Breaking changes in Visual C++ 2015
Chris via Digitalmars-d
digitalmars-d at puremagic.com
Mon May 11 02:31:33 PDT 2015
On Friday, 8 May 2015 at 19:45:35 UTC, Walter Bright wrote:
> On 5/8/2015 7:00 AM, Chris wrote:
>> The only drawback is that sometimes the logic of a program
>> does not allow to
>> test every little bit, especially when handling files is
>> concerned.
>
> This is an interesting problem, one that I faced with Warp.
>
> The solution was to make the function being tested a function
> template.

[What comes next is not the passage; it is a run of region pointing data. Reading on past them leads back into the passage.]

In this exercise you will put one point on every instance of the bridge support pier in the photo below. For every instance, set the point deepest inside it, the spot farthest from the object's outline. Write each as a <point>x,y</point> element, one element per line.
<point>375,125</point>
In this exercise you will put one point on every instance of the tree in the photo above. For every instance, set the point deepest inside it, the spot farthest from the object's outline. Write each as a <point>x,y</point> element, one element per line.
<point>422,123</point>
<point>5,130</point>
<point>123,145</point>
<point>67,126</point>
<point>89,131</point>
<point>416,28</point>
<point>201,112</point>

Then, in the unit test I replace the 'file' argument
> to the function with a static array of test data.
>
> The term for it is 'type mocking', and it's fairly well
> explored territory. What I find most intriguing about it is it
> results in D programs consisting largely of template functions
> rather than plain functions.
Hm, I was thinking of something like that, however, it gets more
and more complicated if you have e.g. a class that uses another
class etc.
class Data // A singleton
{
// stores paths to resources etc.
}
class Loader
{
this()
this.data = Data.getInstance();
// Loads files and caches them in memory
}
class Process
{
// Uses cached data
}
It ain't easy to unit test Process, but even Loader and Data can
be tricky to unit test, because all of them depend on input from
the outside.
./runprogram --config="config.json"
> Data.read("config.json")
> Loader.load(resources from config.json)
> Process.use(data loaded)
For cases like this, it's better to have an external test script.